ParcellationTerminology
datamodel.tvbo_datamodel.ParcellationTerminology(
label=None,
dataLocation=None,
ontologyIdentifier=empty_list(),
versionIdentifier=None,
entities=empty_list(),
)A schema for representing a parcellation terminology, which consists of parcellation entities.
Range
datamodel.tvbo_datamodel.Range(
lo='0',
hi=None,
step=None,
n=None,
log_scale=False,
)Specifies a range for array generation, parameter bounds, or grid exploration.
ReductionType
datamodel.tvbo_datamodel.ReductionType()Operations for reducing/aggregating values across dimensions
RegionMapping
datamodel.tvbo_datamodel.RegionMapping(
label=None,
description=None,
dataLocation=None,
vertex_to_region=empty_list(),
n_vertices=None,
n_regions=None,
)Maps vertices to parent regions for hierarchical/aggregated coupling
SoftwarePackage
datamodel.tvbo_datamodel.SoftwarePackage(
name=None,
description=None,
homepage=None,
license=None,
repository=None,
doi=None,
ecosystem=None,
)Identity information about a software package independent of a specific version requirement.
SpecimenEnum
datamodel.tvbo_datamodel.SpecimenEnum()A set of permissible types for specimens used in brain atlas creation.
StimulationSetting
datamodel.tvbo_datamodel.StimulationSetting(
electrode_reference=None,
amplitude=None,
frequency=None,
pulse_width=None,
mode=None,
active_contacts=empty_list(),
efield=None,
)DBS parameters for a specific session.
Subject
datamodel.tvbo_datamodel.Subject(
subject_id=None,
age=None,
sex=None,
diagnosis=None,
handedness=None,
protocols=empty_list(),
coordinate_space=None,
)Human or animal subject receiving DBS.
TimeSeries
datamodel.tvbo_datamodel.TimeSeries(
label=None,
description=None,
dataLocation=None,
data=None,
time=None,
sampling_rate=None,
sampling_period=None,
sampling_period_unit='ms',
unit=None,
labels_ordering=empty_list(),
labels_dimensions=None,
source_experiment=None,
generated_at=None,
software_environment=None,
task_name=None,
subject_id=None,
session_id=None,
run_id=None,
modality=None,
model_equation_ref=None,
model_param_ref=None,
connectivity_ref=None,
)Time series data from simulations or measurements.
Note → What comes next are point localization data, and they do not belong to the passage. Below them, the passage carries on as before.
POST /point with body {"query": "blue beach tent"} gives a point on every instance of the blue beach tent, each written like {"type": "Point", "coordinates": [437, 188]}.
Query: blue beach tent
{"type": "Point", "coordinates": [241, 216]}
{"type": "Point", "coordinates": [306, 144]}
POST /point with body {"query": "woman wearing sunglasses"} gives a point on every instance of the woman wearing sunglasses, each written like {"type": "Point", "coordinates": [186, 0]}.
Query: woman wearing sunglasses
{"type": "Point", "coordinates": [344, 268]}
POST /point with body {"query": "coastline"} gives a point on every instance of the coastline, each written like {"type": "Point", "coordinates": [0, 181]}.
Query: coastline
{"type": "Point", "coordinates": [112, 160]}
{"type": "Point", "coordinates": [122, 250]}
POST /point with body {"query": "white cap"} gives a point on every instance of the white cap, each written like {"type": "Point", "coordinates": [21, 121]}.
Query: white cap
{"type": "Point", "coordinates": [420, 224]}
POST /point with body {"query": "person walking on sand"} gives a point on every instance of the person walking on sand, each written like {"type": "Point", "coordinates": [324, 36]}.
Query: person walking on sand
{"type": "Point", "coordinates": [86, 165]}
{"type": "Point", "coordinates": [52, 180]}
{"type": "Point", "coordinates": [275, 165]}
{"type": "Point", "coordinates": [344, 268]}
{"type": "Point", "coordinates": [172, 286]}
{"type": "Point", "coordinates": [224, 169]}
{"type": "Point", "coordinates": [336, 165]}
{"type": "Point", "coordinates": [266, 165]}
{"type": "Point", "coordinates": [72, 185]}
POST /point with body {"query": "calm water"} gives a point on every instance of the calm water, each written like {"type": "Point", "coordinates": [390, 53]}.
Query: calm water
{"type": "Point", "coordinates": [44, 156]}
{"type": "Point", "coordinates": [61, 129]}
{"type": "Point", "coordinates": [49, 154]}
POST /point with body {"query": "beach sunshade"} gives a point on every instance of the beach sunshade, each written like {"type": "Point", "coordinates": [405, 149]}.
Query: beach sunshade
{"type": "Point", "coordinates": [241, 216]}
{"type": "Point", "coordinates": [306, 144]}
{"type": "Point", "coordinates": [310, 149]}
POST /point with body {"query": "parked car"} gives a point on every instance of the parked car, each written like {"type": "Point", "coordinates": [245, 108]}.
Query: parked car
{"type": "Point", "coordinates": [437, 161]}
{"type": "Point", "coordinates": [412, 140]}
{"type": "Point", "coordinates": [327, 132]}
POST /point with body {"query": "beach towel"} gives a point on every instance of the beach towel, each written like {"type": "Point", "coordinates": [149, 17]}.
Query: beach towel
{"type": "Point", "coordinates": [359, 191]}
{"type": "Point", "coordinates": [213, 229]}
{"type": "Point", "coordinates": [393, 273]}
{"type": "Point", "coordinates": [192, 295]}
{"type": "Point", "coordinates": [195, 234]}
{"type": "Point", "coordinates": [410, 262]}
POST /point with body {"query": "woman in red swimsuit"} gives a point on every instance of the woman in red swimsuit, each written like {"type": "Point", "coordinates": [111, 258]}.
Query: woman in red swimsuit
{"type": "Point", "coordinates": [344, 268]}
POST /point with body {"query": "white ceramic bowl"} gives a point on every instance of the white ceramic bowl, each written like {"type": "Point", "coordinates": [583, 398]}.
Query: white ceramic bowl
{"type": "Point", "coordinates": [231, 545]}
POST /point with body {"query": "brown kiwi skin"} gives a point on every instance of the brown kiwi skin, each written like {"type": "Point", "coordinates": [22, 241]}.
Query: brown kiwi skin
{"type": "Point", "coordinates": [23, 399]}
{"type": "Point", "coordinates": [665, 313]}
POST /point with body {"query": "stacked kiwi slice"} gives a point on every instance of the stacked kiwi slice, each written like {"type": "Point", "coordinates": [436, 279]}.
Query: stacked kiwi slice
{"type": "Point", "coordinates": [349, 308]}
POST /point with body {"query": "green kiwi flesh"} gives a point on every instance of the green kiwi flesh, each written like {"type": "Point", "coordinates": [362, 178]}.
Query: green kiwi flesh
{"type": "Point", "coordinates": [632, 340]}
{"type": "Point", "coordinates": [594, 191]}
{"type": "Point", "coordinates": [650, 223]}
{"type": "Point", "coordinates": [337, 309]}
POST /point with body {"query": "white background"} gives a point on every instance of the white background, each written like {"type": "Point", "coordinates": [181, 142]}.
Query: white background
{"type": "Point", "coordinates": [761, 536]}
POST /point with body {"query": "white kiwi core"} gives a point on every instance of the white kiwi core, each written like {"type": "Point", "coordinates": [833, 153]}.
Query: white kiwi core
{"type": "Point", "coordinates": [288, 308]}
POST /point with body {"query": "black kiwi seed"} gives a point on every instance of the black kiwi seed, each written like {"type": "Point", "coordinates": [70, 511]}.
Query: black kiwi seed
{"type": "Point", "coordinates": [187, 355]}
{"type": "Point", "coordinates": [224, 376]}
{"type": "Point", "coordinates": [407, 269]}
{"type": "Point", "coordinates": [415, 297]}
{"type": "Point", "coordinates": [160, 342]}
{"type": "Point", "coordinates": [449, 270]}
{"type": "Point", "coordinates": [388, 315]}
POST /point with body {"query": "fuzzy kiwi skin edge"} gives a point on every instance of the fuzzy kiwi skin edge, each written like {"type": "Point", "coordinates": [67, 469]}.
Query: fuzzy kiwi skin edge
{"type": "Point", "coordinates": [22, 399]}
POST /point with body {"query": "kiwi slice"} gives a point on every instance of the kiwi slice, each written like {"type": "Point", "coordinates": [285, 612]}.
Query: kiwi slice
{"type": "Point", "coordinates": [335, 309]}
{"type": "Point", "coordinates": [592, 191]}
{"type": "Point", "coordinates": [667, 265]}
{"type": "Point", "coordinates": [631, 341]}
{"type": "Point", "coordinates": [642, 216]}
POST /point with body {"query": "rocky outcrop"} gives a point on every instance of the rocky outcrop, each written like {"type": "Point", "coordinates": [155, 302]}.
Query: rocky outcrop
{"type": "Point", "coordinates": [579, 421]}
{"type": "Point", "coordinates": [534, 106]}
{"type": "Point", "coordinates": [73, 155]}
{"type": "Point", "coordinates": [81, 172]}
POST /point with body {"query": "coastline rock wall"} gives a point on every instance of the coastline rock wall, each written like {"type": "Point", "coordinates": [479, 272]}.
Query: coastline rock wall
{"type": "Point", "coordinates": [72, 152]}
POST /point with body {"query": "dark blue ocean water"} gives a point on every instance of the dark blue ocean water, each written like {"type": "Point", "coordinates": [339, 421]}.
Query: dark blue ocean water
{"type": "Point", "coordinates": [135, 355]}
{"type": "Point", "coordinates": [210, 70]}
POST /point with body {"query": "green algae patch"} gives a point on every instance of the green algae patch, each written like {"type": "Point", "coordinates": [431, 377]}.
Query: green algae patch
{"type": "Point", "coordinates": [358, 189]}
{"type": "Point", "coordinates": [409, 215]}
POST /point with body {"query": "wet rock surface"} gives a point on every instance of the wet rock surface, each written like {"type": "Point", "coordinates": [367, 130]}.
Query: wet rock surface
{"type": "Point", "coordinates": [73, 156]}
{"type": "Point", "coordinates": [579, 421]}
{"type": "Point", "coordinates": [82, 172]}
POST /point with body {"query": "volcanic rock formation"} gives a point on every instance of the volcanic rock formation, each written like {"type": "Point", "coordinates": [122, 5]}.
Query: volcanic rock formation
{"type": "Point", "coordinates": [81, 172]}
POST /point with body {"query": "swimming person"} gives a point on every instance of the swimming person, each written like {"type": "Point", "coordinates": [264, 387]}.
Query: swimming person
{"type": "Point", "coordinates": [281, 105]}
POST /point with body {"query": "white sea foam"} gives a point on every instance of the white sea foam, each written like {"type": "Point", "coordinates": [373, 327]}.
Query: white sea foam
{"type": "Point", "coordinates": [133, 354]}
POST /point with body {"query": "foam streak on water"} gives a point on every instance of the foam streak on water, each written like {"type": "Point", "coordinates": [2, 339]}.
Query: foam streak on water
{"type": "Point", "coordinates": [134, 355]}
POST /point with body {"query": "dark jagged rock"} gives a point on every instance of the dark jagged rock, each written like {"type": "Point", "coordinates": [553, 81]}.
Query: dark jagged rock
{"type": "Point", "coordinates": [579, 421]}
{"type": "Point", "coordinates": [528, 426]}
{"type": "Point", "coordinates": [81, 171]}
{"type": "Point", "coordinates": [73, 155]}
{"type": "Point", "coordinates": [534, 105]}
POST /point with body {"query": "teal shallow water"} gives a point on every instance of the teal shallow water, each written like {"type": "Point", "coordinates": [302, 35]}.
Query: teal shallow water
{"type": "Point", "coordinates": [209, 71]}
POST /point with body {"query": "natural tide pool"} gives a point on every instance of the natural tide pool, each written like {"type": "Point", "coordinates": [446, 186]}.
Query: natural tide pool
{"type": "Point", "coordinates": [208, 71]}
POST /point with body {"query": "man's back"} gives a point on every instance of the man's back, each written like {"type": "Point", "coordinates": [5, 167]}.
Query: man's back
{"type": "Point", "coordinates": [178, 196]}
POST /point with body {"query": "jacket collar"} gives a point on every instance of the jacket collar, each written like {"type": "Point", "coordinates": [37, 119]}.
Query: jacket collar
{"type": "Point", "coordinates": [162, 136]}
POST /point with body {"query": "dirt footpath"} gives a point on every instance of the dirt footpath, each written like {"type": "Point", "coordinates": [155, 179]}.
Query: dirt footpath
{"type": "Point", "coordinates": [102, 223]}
Supports BIDS-compatible export for computational modeling (BEP034).
Tractogram
datamodel.tvbo_datamodel.Tractogram(
name=None,
label=None,
description=None,
data_source=None,
number_of_subjects=None,
acquisition=None,
processing_pipeline=None,
reference=None,
)Reference to tractography/diffusion MRI data used to derive structural connectivity
TuningObjective
datamodel.tvbo_datamodel.TuningObjective(
label=None,
description=None,
type=None,
target_variable=None,
target_value=None,
target_data=None,
metric=None,
)Defines what the tuning algorithm optimizes for. Can be an activity target (FIC) or a connectivity target (EIB).
UpdateRule
datamodel.tvbo_datamodel.UpdateRule(
name=None,
target_parameter=None,
equation=None,
description=None,
bounds=None,
warmup=None,
requires=empty_list(),
)Defines how a parameter is updated based on observables. Represents iterative learning rules like FIC or EIB updates. Functions from experiment.functions are available in the equation.